I face darkness, complete and utter darkness. My left cheek feels frozen and the rest of my left side feels stiff. Slowly I allow my eyelids to slide open to reveal my white kitchen tile in my face. The white spotlight from the sun streaming in through open blinds pains my eyes. While I push my stiff body up I blink numerous times, trying to rid the spots from my vision.

A half empty tub of ice-cream sits at my feet. The contents are now melted into a thick glossy surface. Smudges of the multi-colored luxury paint the tiles in various sized puddles. A picture of Austin and I -my favorite- is clutched tightly in my right hand. His face stares at me, taunting me with what used to be. What used to be a warm body, a glamorous face, a wonderful person that would sit next to me, is no longer there. All that's left is empty space.

With a feeble sigh I run my fingers through my tousled hair, the knots and mats infesting it acts as snares to my running fingers. Painfully, I yank my fingers out of the hopeless tangles covering my head. My yelp of pain goes unheard by any nearby. No blonde comes running up to me, questioning my health, and if it hurts. Funny how you can take the pestering nagging of concern for granted.

My muscles ache as I push myself from the chilling tile flooring. As soon as I'm up, I roll my shoulders in attempt to ease some of its stiffness. However, standing stationary proves to be my down fall.

For the past month I've restrained myself from calling Trish or Dez and asking about their lives, actually, about Austin's. And it's not like I don't care about their accomplishments in the past month, but I've got Austin looming above my head; it makes a clear and focused thought incapable. And now, I'm face to face with my cell phone. Contently it lays on the cleared counter, pulling me by a rope to it.

I find myself watching my actions as if I'm a by-stander.

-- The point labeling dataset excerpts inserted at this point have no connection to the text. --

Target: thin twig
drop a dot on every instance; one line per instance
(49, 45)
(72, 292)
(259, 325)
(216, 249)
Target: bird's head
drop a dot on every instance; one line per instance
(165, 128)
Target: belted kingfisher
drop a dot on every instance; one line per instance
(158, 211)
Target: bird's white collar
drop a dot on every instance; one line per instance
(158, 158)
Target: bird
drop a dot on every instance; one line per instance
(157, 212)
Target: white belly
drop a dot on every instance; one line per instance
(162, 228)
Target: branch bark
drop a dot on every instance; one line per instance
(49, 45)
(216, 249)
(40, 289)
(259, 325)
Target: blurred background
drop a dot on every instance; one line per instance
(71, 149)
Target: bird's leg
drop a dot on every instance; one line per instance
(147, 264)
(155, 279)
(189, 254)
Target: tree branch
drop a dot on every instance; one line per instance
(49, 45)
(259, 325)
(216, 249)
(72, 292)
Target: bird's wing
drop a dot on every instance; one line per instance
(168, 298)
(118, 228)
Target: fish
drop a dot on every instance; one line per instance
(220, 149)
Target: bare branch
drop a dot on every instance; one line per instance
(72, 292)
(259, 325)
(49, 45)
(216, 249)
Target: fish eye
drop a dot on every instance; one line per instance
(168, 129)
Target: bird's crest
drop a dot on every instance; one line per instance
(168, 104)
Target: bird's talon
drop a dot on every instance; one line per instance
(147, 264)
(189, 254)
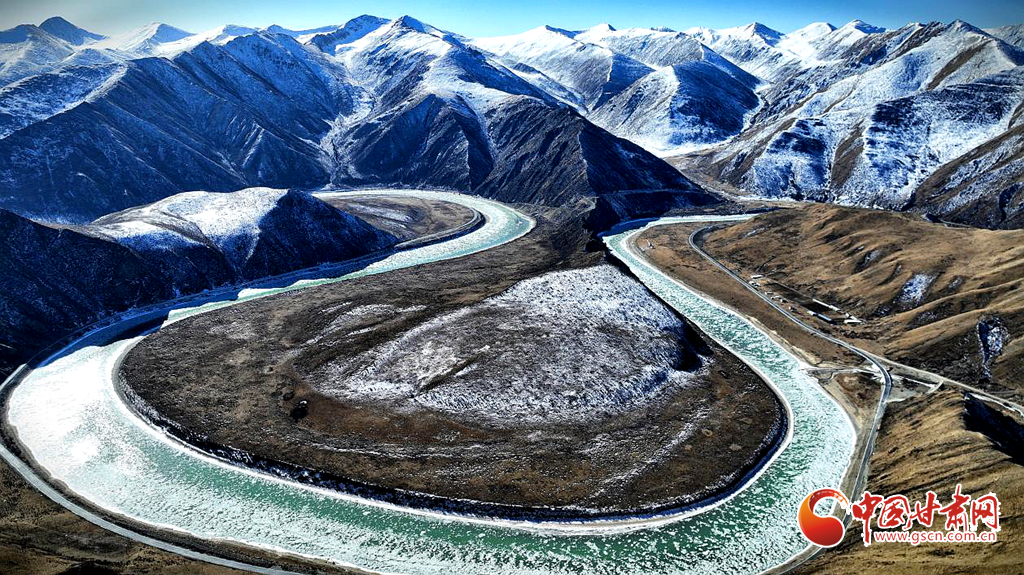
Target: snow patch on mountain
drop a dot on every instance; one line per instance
(570, 315)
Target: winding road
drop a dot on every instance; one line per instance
(119, 472)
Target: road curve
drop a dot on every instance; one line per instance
(265, 512)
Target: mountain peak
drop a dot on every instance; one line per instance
(68, 32)
(812, 31)
(559, 31)
(756, 28)
(862, 26)
(160, 32)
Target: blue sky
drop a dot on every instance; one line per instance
(496, 17)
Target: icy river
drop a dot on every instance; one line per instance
(68, 416)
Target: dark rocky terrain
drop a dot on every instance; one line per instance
(924, 118)
(407, 105)
(505, 406)
(59, 278)
(944, 299)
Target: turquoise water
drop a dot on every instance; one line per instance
(71, 419)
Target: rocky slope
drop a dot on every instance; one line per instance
(660, 89)
(944, 299)
(891, 119)
(442, 380)
(371, 102)
(916, 118)
(58, 278)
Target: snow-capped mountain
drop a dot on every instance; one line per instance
(879, 117)
(68, 32)
(855, 114)
(660, 89)
(392, 102)
(58, 278)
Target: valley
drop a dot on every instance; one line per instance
(385, 297)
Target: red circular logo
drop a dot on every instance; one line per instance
(824, 531)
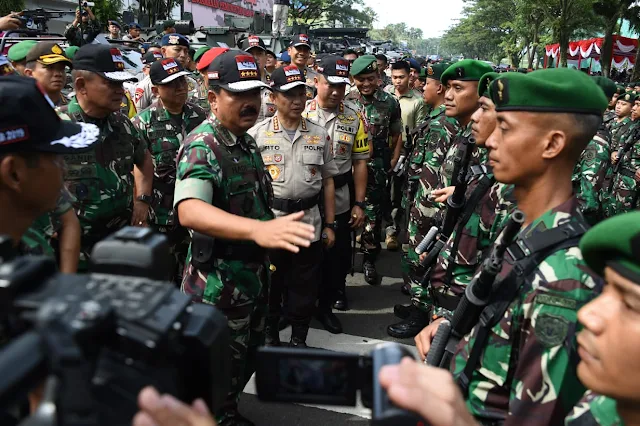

Once my fingers unlock my screen, I'm dialing Trish's number in record time. Finding myself listening nervously with the dial tone, I panic. Just as I'm about slam the end box, I hear her voice. Trish Delarosa sends her greeting, "Hello." She states, a bubbly tone helping her, currently, friendly voice.

I clear my throat quickly, hoping it doesn't sound scratchy. "Hey." I reply into the receiver, hoping she recognizes my voice.

She does.

"Ally!" She screams happily, her voice so loud in my ear I end up juggling the phone in my hand. "Oh my gosh, how have you been? How's Miami? Does Mr. Dawson miss me yet? Did you get any rain last week? How's the beach? Are you still living in the condo? Have you been crying, it sounds like you've been crying?"

All of Trish's questions come out in a rush river of words. They melt together, and I can barely figure out what she said most of the time. I laugh at her questions and answer them one by one. "I'm fine. Miami's great. He misses you in his own special way. No, it didn't rain." I pause quickly. "What would make you think it rained?"

"I don't know, just thought it might." She answers. Even over the phone I can practically hear the shrug of her shoulders.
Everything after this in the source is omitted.